"I expect you're a regular little Britisher by this time, ain't you, Miss Betty?"
"Indeed, I'm not," answered our friend with spirit. "Papa would be ashamed of me. I'm a great American. What made you think so?" Sister Sarah looked pleased, but did not have anything more to offer on the subject. "We're all English to start with, but with the glory of America added on," said Betty with girlish enthusiasm. "You can't take away our English inheritance. I used to be always insisting upon that with the girls, that Shakespeare and King Arthur were just as much ours as theirs."
"I expect you know a sight o' things I never dreamt of," said sister Sarah, "but to me what takes place in this neighborhood is just as interesting as foreign parts. Folks is folks, I tell 'em. There ain't but a few kinds, neither, but they're put into all sorts of places, ain't they?"
Betty found that her hostess had a great many entertaining things to say, but presently there was a fear expressed lest Serena might be beguiled into staying too long at the cousin's, and so delay the dinner.

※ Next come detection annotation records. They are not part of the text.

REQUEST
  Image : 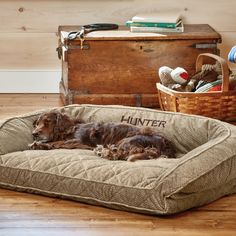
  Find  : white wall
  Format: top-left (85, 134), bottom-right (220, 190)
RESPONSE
top-left (0, 0), bottom-right (236, 92)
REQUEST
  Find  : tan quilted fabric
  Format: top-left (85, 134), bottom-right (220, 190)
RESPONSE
top-left (0, 105), bottom-right (236, 214)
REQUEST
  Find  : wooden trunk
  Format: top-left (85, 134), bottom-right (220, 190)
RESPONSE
top-left (59, 25), bottom-right (221, 108)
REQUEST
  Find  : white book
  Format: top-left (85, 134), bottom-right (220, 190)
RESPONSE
top-left (132, 11), bottom-right (181, 23)
top-left (130, 25), bottom-right (184, 33)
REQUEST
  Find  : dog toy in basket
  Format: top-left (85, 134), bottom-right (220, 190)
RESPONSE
top-left (156, 53), bottom-right (236, 123)
top-left (228, 46), bottom-right (236, 63)
top-left (158, 61), bottom-right (225, 92)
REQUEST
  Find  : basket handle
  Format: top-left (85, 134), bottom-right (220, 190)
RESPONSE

"Let me begin; oh please let me," said Betty, springing up. She had a sudden delighted instinct that it would be charming to wait upon Serena to-day and sister Sarah, and take her turn at making them comfortable. As quick as thought she turned up her skirt and pinned it behind her and said, "What next, if you please, ma'm," in a funny little tone copied from that of a precise London damsel in Mrs. Duncan's employ, who always amused the family very much.
Sister Sarah was fond of a joke, and to tell the truth this was one of her aching days and she had been dreading to take so many steps. She saw how pleased Betty was with her kind little plan.

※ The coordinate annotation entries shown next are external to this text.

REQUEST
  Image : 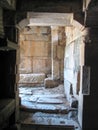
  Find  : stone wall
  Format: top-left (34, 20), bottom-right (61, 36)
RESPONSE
top-left (64, 27), bottom-right (81, 100)
top-left (19, 27), bottom-right (51, 74)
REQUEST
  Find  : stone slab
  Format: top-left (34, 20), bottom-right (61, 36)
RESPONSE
top-left (19, 73), bottom-right (45, 84)
top-left (37, 97), bottom-right (63, 104)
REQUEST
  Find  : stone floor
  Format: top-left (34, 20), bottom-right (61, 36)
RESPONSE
top-left (19, 85), bottom-right (80, 130)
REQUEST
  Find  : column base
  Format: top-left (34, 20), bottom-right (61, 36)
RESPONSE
top-left (44, 78), bottom-right (59, 88)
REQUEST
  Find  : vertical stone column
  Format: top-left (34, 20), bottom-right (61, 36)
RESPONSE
top-left (78, 28), bottom-right (98, 130)
top-left (51, 26), bottom-right (60, 80)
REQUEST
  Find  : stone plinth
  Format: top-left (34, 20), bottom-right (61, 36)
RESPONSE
top-left (44, 78), bottom-right (59, 88)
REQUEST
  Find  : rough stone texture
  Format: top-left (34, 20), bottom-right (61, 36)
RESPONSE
top-left (51, 26), bottom-right (65, 81)
top-left (57, 46), bottom-right (65, 60)
top-left (53, 60), bottom-right (60, 80)
top-left (64, 27), bottom-right (82, 99)
top-left (19, 26), bottom-right (51, 74)
top-left (44, 78), bottom-right (59, 88)
top-left (70, 97), bottom-right (78, 108)
top-left (19, 73), bottom-right (45, 86)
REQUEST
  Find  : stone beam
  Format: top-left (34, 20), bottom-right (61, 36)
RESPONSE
top-left (0, 0), bottom-right (16, 9)
top-left (27, 12), bottom-right (73, 26)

"To lay the table and step lively," she answered, shaking with laughter. And Betty followed her directions until the square dinner-table stood in the middle of the floor, covered with a nice homespun linen cloth of which the history had to be told; and the old blue crockery; and Betty had cut just so many slices of bread, and brought just so many spiced pears from the brown jar in the cellar-way, and found the nice little square piece of cold corned beef which the hostess was so glad to have on hand, and had looked at the potatoes two or three times where they were baking in the stove oven in the shed-room where sister Sarah did her summer cooking; all these and other things were done when Serena, out of breath, and heated with hurrying, came in at the door.

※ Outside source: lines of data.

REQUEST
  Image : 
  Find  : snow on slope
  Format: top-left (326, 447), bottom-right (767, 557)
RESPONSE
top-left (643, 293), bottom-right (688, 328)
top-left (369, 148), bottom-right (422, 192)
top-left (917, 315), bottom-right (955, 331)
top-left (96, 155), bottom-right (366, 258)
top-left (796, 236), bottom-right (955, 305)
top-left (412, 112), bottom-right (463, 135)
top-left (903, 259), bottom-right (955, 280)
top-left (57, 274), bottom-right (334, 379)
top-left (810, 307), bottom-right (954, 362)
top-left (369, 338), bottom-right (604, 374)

"I'm going to finish since I have begun," said Betty proudly. "Now please use this fan, Serena, and rest yourself, and I shall be ready in a few minutes. I'm having a beautiful good time. Which pitcher shall I take for the fresh water?" and out she went to the cool old well under the apple-tree.
"Now was there ever such a darlin' gal," said sister Sarah, and Serena nodded her head. "I dare say she does like to take holt. Miss Barb'ra never was one that shirked at nothing," she had time to reply before Betty came back and filled the tumblers and called the sisters to their dinner.
"Sarah," said Serena decisively, as she saw how hard it was for sister Sarah to move, "you've got to get Ann Sparks, ain't ye?"